Pit Ponies and Haulage

Pit ponies are the archetypal symbol of the coal industry, but interestingly there weren’t any pit ponies at Waleswood after the turn of the century. Instead, a new compressed-air driven system was installed. In Kiveton, by contrast, pit ponies were vital to the pit for another half-century. Drivers and their ponies would be assigned to a certain part of the workings and they would spend the shift moving equipment and supports, or shuttling full and empty tubs from the face to the pit bottom. Each tub was designed to hold a tonne of coal.

Until the driving of drifts in the 1970s, Kiveton Pit was reliant on a cage that could only hold a handful of tubs to bring coal out of the pit. This was a major handicap compared to other pits, where tubs might be brought out a dozen or more at a time. It is hardly surprising that men arriving late for shift were told it was tough luck – as soon as men were in the pit the cage was given over to tubs.

The last pit ponies were brought out of Kiveton Pit in the 1960s by Cyril King, who was responsible for all the ponies at Kiveton. As you can read about in Michael Sampson’s book, Mr. King had other responsibilities too, including putting ponies down when they reached the end of their working lives. This tackle was used on Kiveton Park ponies and was salvaged when the pit shut.
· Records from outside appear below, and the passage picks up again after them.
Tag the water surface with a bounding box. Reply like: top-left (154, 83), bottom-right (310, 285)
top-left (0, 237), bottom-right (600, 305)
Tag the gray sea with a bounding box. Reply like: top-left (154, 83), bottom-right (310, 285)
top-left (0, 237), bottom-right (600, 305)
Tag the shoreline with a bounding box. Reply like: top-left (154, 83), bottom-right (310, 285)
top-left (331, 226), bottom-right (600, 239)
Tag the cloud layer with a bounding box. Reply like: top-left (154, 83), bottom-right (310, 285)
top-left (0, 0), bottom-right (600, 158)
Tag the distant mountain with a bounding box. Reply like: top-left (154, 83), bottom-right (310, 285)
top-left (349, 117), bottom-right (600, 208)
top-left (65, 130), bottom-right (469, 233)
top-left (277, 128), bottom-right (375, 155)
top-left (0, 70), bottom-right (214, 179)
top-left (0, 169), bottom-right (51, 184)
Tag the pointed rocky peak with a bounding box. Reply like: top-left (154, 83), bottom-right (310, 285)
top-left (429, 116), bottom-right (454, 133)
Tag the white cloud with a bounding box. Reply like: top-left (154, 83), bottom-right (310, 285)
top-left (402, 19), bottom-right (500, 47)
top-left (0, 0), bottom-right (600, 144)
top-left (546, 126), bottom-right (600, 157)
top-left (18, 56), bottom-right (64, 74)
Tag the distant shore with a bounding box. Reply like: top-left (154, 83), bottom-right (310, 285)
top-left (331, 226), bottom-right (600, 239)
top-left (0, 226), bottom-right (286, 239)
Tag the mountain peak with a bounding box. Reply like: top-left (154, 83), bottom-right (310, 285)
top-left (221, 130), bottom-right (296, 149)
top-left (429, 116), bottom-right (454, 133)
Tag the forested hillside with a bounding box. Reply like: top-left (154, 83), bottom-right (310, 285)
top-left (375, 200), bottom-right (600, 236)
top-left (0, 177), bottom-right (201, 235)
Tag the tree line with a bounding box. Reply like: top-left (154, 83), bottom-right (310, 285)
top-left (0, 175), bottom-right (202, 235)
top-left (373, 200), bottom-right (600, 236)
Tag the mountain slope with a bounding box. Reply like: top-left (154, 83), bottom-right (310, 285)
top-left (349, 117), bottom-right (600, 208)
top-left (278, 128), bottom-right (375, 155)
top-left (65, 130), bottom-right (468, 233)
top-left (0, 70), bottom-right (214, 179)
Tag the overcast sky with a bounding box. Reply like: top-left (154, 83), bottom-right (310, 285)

Most ponies came out of the pit not to retire but in a tub, dead. The loss of a pony was very serious indeed: many men have suggested that management were more bothered about ponies dying than men – the ponies were difficult to replace. Haulage was transformed, first with the introduction of conveyors, continually pulling coal towards the surface to be sorted and cleaned. With the drifts in place, there were constant streams of coal flowing out of the pit, rather than rattling up a few tubs at a time.

As men got older their usefulness lessened, as it was difficult to work on the face after years in pit conditions – men’s bodies just couldn’t stand the physical toil. It was common for such men to be moved onto less demanding jobs, of which a ‘button man’ is a good example. This involved pressing a button to control the conveyors – a vital job but very undemanding and typically undertaken by older men.